A: Baseline fluorescence of FKBP-YCaMP and Fluo-4 both excited at 488 nm. B: Contrast enhanced image showing targeting of FKBP-YCaMP to z-lines. C: Detail of panel B with color-coded regions of interest (ROI) and numbered sample frames showing examples of infrequent (top) or regularly recurring Fluo-4 Ca²⁺ sparks (bottom, red and orange ROIs). D: Time course of fluorescence intensity measured at 30 Hz in ROIs with details shown on expanded time scale in panel H. Panels E, F and G: Comparison of the frequency (E), duration (F), from recordings at ∼100 Hz and amplitude (G) of Fluo-4 Ca²⁺ sparks measured with Fluo-4 in control cells and in cells expressing FKBP-YCaMP.

Figure 6. Comparison of local I_Ca-activated Ca²⁺ signals measured with FKBP-GCaMP6 (A, B, C) and FKBP-YCaMP (D, E, F)

A, D: Contrast enhanced images of background fluorescence measured with FKBP-GCaMP6 (A) and FKBP-YCaMP (D) and color-coded regions of interest (ROI) defined along sarcomeric z-line ridges. B, E: Time course of I_Ca–activated fluorescence changes (ΔF/F₀) measured in 3 selected ROIs, preceded by columns comparing their peak amplitude. C, F: Variability in ΔF/F₀ measured at a sequence of sarcomeric lines as defined in panes A and D. The symbols in panels C and D correspond to 5 different cells for each of the FKBP-linked probes.

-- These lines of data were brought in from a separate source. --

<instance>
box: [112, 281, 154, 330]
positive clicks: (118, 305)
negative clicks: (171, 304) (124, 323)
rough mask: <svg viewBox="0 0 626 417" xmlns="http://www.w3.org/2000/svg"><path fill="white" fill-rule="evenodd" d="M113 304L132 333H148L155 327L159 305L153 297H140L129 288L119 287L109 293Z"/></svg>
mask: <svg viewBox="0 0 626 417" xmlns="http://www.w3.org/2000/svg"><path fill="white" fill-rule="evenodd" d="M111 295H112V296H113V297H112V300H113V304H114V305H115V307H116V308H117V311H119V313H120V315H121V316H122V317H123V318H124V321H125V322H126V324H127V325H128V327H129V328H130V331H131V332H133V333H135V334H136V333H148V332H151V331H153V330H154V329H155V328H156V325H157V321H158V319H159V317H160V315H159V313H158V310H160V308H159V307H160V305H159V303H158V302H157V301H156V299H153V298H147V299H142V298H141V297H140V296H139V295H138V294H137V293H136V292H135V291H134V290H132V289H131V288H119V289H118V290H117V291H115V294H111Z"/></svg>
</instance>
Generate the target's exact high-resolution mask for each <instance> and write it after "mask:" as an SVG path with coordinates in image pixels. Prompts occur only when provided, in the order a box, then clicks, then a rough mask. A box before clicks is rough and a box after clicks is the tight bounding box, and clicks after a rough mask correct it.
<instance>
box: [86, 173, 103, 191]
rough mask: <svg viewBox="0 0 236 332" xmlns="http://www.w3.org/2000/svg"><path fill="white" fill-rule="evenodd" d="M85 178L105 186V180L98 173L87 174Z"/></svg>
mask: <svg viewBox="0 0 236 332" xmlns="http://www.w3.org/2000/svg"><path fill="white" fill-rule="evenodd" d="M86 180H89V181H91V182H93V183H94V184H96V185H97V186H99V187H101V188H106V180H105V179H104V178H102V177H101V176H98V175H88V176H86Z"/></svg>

Figure 7. Properties of Ca²⁺ sparks measured with GCaMP6-FKBP (A) and Fluo-4 (C)

A, E: Background fluorescence and sample frames with Ca²⁺ sparks recorded in different cells. B: Time course of fluorescence intensity at the location showing Ca²⁺ sparks in panels A (top, FKBP-GCaMP6) and C (bottom, Fluo-4). D: Average values of Ca²⁺ spark parameters (amplitude, frequency of occurrence, rise time) measured with FKBP-GCaMP6 (green columns) and Fluo-4 (black columns). E, F: Two sequences of fluorescence images showing background fluorescence (F₀ with, E, and without, F, contrast enhancement) followed by sequences of ΔF-images recorded at 100 Hz.

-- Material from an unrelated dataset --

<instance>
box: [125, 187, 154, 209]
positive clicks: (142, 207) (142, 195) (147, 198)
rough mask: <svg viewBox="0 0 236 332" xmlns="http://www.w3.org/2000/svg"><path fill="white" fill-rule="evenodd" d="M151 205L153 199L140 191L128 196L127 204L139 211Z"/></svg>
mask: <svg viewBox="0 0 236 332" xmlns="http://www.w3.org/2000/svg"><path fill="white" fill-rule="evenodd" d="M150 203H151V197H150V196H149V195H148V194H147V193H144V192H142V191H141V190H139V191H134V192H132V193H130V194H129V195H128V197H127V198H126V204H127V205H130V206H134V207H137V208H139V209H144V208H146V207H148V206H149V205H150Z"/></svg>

Figure 8. Effect of isoproterenol on number of Ca²⁺ sparks measured with Fluo-4 in control cells and in cells expressing FKBP-GCaMP6

A: Sample frames selected to illustrate the increase in the number of Ca²⁺ sparks that is produced by 1 μM isoproterenol in cells expressing FKBP-GCaMP6. B: Histogram showing average values of Ca²⁺ spark frequency.